The US shipped 268,000 bpd in April, the Energy Information Administration reported Monday. That’s the most since April 1999, and a more than sixfold increase since April 2012. Federal law allows exports of unrefined crude to Canada and restricts them to most other destinations.
The increase in exports follows a boom in oil production driven by horizontal drilling and hydraulic fracturing, or fracking, in places like North Dakota and Texas. The surge in output has increased supplies in the US, driving down prices relative to the rest of the world.
"The boom in US production caused a price differential to grow between foreign crude and US crude," said Carl Larry, president of Oil Outlooks & Opinions in Houston. "The margins for US crude are just so good that there’s no reason a Canadian refinery wouldn’t want to use it if possible."
US crude output rose to 8.47 million bpdin the week of May 23, the highest level since 1986. Eagle Ford light crude in south Texas sells for USD9.71/bbl less than Brent, the benchmark for European and African oil, according to data compiled by Bloomberg. It costs USD2/bbl to ship crude from Texas to Canada, Marathon Petroleum said in a May presentation.

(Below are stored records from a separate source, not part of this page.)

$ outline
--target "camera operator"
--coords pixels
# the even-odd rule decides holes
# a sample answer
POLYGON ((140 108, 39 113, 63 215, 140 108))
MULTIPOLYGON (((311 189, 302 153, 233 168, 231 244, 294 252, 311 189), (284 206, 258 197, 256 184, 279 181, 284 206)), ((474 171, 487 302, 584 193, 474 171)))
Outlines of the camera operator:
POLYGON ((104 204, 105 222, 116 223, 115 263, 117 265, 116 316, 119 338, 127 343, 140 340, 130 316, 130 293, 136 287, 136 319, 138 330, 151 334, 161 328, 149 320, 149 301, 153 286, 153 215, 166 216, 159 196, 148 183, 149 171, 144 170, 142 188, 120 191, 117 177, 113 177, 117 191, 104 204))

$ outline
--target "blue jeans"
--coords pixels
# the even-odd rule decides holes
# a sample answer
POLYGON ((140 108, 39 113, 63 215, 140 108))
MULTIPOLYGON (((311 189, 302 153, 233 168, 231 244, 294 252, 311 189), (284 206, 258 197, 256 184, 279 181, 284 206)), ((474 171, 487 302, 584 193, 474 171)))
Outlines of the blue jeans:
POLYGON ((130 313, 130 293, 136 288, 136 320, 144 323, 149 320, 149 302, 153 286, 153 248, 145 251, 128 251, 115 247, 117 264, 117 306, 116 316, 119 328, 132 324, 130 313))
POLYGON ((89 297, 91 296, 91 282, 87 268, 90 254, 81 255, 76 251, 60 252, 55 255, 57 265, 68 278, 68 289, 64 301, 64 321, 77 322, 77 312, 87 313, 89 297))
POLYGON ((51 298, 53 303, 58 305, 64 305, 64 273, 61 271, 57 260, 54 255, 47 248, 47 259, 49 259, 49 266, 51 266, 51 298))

Exports to Canada from the US Gulf Coast averaged 134,000 bpd in the first quarter, according to the EIA. March US exports were 246,000 bpd.
Refineries on Canada’s East Coast are designed to process light, low-sulfur crude like the type produced by fracking in the US, said Hannah Breun, a Washington, DC-based analyst for the EIA. Plants on the US Gulf Coast are generally better suited to refine thick, high-sulfur crudes from Mexico, South American and Western Canada.
Corpus Christi, Texas, the closest port to the Eagle Ford field, shipped out 468,000 bpd in April, according to data from the city’s Port Authority. That’s up from 15,000 bbl two years earlier. About 80% of that oil stays in the Gulf Coast, with the rest going to Canada and the US East Coast, according to Brad Barron, CEO of NuStar Energy.
Refineries in Ontario, Quebec and Canada’s Atlantic Coast imported about 615,000 bpd in February, according to the country’s National Energy Board. Under current export rules, shipments to Canada from the US will rise to 400,000 bpd in 2015 and stay at that level through 2020, said Damien Courvalin, a New York-based analyst for Goldman Sachs.
Low natural gas prices provide an additional competitive advantage to US producers in many industries including chemicals, steel, copper, aluminum, cement, and other energy intensive materials. As MRC wrote earlier, major American chemical suppliers had already taken advantage of shale gas fracking. Thus, Dow Chemical, Formosa Plastics, and Chevron Phillips Chemical unveiled their expansion plans in North America last year on the favouralbe price of shale gas and its substantial deposits.